Civil society groups want nations held accountable through legally binding rules. Countries that sign the treaty must pass domestic laws to ensure their weapons companies abide by the treaty. That, some observers say, could derail a global agreement.
"The Arms Trade Treaty won't stop all illicit arms transfers, but it has the potential to significantly and positively change behaviour by requiring states to put in place basic regulations and follow common sense criteria that reduce irresponsible arms transfers and hold arms suppliers more accountable for their actions," Daryl Kimball of the US-based Arms Control Association wrote in an e-mail.
Opposition to the treaty in the United States is led by the powerful National Rifle Association, which sees the treaty as a threat to Americans' Second Amendment right to bear arms. But proponents say it will have no impact on a country's internal gun sales.
"The US government already controls the export and import of small arms and light weapons and their ammunition," said Kimball. "It is in the interest of the United States to ensure that other states are required to follow similar practices."
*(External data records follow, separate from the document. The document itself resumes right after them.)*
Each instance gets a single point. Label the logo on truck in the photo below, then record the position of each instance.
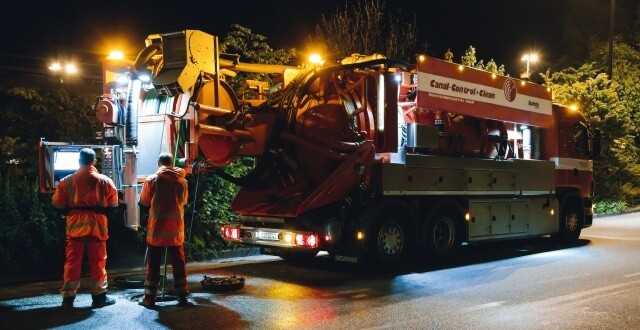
(510, 90)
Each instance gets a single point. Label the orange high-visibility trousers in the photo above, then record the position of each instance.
(97, 255)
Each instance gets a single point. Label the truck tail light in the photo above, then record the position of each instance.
(312, 241)
(308, 240)
(231, 233)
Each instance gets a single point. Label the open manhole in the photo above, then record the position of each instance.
(222, 283)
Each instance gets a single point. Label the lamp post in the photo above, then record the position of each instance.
(529, 59)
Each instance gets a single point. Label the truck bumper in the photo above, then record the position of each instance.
(272, 237)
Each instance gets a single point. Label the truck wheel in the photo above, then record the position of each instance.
(390, 241)
(441, 236)
(571, 221)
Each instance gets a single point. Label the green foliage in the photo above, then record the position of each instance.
(30, 114)
(212, 210)
(611, 107)
(252, 47)
(368, 27)
(32, 232)
(610, 206)
(470, 59)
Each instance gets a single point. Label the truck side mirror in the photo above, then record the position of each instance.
(596, 144)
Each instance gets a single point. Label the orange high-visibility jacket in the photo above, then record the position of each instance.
(165, 193)
(80, 192)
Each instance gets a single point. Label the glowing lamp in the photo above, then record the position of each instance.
(115, 55)
(70, 68)
(316, 59)
(55, 67)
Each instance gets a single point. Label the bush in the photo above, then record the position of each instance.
(213, 209)
(610, 206)
(31, 230)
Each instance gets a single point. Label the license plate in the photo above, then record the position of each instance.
(267, 236)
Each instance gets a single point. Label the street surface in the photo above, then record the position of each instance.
(510, 285)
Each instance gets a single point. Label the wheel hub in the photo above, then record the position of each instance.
(572, 222)
(442, 235)
(390, 239)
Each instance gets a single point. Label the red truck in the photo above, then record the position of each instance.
(368, 158)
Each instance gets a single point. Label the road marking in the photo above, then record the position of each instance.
(483, 306)
(613, 237)
(352, 291)
(590, 294)
(567, 277)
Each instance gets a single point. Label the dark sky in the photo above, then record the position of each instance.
(501, 29)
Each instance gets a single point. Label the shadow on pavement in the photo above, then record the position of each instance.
(472, 265)
(203, 315)
(41, 318)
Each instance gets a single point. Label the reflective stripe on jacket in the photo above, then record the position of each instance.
(165, 193)
(80, 192)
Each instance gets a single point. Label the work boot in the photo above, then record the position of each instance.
(101, 300)
(67, 302)
(148, 301)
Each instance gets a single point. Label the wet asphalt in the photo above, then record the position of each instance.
(532, 284)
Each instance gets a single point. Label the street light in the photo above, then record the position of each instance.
(115, 55)
(55, 67)
(529, 58)
(316, 59)
(70, 69)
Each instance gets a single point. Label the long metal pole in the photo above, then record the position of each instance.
(612, 13)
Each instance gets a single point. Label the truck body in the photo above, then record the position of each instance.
(368, 158)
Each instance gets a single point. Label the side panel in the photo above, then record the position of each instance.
(519, 217)
(510, 218)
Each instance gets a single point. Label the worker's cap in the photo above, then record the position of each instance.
(87, 156)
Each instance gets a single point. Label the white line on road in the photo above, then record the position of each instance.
(483, 306)
(613, 237)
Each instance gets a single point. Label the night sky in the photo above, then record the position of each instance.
(559, 29)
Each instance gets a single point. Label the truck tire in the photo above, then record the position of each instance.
(571, 220)
(441, 235)
(389, 241)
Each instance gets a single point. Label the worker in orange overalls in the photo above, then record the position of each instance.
(86, 197)
(165, 193)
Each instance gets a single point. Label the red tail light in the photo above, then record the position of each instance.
(231, 233)
(312, 241)
(307, 240)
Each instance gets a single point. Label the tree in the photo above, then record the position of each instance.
(253, 48)
(31, 114)
(617, 173)
(368, 27)
(470, 59)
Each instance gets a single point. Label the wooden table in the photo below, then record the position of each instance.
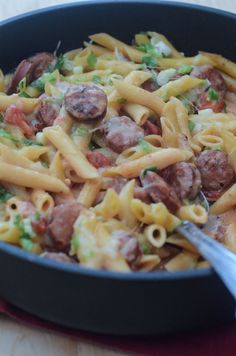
(18, 339)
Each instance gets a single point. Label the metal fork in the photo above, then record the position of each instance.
(221, 259)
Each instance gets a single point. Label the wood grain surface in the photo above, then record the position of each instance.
(17, 339)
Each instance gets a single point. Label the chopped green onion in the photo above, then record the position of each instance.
(26, 244)
(45, 78)
(145, 146)
(191, 125)
(151, 62)
(96, 79)
(82, 131)
(151, 169)
(213, 95)
(185, 69)
(27, 142)
(91, 60)
(5, 195)
(37, 216)
(121, 100)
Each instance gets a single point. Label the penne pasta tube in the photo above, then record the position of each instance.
(112, 43)
(160, 159)
(30, 179)
(89, 192)
(139, 96)
(119, 67)
(178, 87)
(198, 60)
(27, 105)
(138, 113)
(97, 50)
(75, 157)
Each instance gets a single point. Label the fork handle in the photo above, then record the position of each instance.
(222, 260)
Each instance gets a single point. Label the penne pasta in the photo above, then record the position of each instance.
(68, 149)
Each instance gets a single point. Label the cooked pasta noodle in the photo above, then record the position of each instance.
(106, 149)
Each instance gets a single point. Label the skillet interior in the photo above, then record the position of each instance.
(110, 302)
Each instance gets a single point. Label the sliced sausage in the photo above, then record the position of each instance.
(97, 159)
(184, 178)
(15, 116)
(61, 226)
(58, 256)
(47, 111)
(213, 75)
(129, 248)
(140, 193)
(31, 68)
(151, 128)
(216, 173)
(205, 103)
(160, 191)
(121, 133)
(86, 101)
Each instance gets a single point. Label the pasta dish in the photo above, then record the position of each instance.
(104, 151)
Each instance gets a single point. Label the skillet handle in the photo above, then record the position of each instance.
(222, 260)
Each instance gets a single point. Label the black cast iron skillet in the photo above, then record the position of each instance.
(101, 301)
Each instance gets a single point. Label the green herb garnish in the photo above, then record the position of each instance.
(146, 248)
(91, 60)
(151, 169)
(121, 100)
(6, 134)
(27, 142)
(191, 125)
(45, 78)
(37, 216)
(93, 146)
(145, 146)
(82, 131)
(96, 79)
(26, 244)
(151, 62)
(213, 95)
(185, 69)
(5, 195)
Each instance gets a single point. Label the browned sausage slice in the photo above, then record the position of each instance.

Some advocates worry that the lucrativeness of the arms trade may impede progress towards a treaty. The US is by far the preeminent dealer of conventional weaponry. From 2000-08, the US peddled arms worth $166bn. Russia, the second largest supplier, sold weapons for $74bn during the same period, according to a Congressional Research Service study.
"The proliferation of, and ease of access to AK-47 and similar assault rifles... continues to result in mass suffering, with no end in sight."
- Oxfam report: "The AK-47: The World's Favourite Killing Machine"
Ted Bromund, senior research fellow at the Margaret Thatcher Center for Freedom, questioned the effectiveness of a global treaty in a report for the conservative Heritage Foundation think-tank. "In reality, many UN member states supply arms to terrorists as a matter of national policy. Signing a treaty will not make them virtuous."
UK-based Campaign Against Arms Trade (CAAT) is also sceptical about the treaty. It said the weapons industry needs to be abolished outright.
"CAAT believes that it will have little impact in stopping the flow of weapons, or preventing the devastating impact of the arms trade," Kaye Stearman told Al Jazeera. "CAAT believes that there is no such thing as a responsible arms trade and that the ATT will add greater legitimacy to the existing arms trade."
Proponents argue, however, that even without strong enforcement mechanisms, a treaty will force nations and the arms industry to think about the consequences before selling weapons - which ultimately could save people's lives.
The easy flow of the Kalashnikov assault rifle (also known as an AK-47) is a prime example of light weapons used to commit human rights violations that a stringent treaty could curb, civil society groups say.
Between 50 million and 70 million AK-47s are in the hands of soldiers, rebels, terrorists and criminals around the globe. An Oxfam report titled "The AK-47: The World's Favourite Killing Machine" notes the spread of the Kalashnikov goes largely unchecked by governments, "threatening the lives and safety of millions as weapons fall into irresponsible hands".
"The proliferation of, and ease of access to AK-47 and similar assault rifles around the world, more than any other small arm or light weapon, continues to result in mass suffering, with no end in sight," the report said.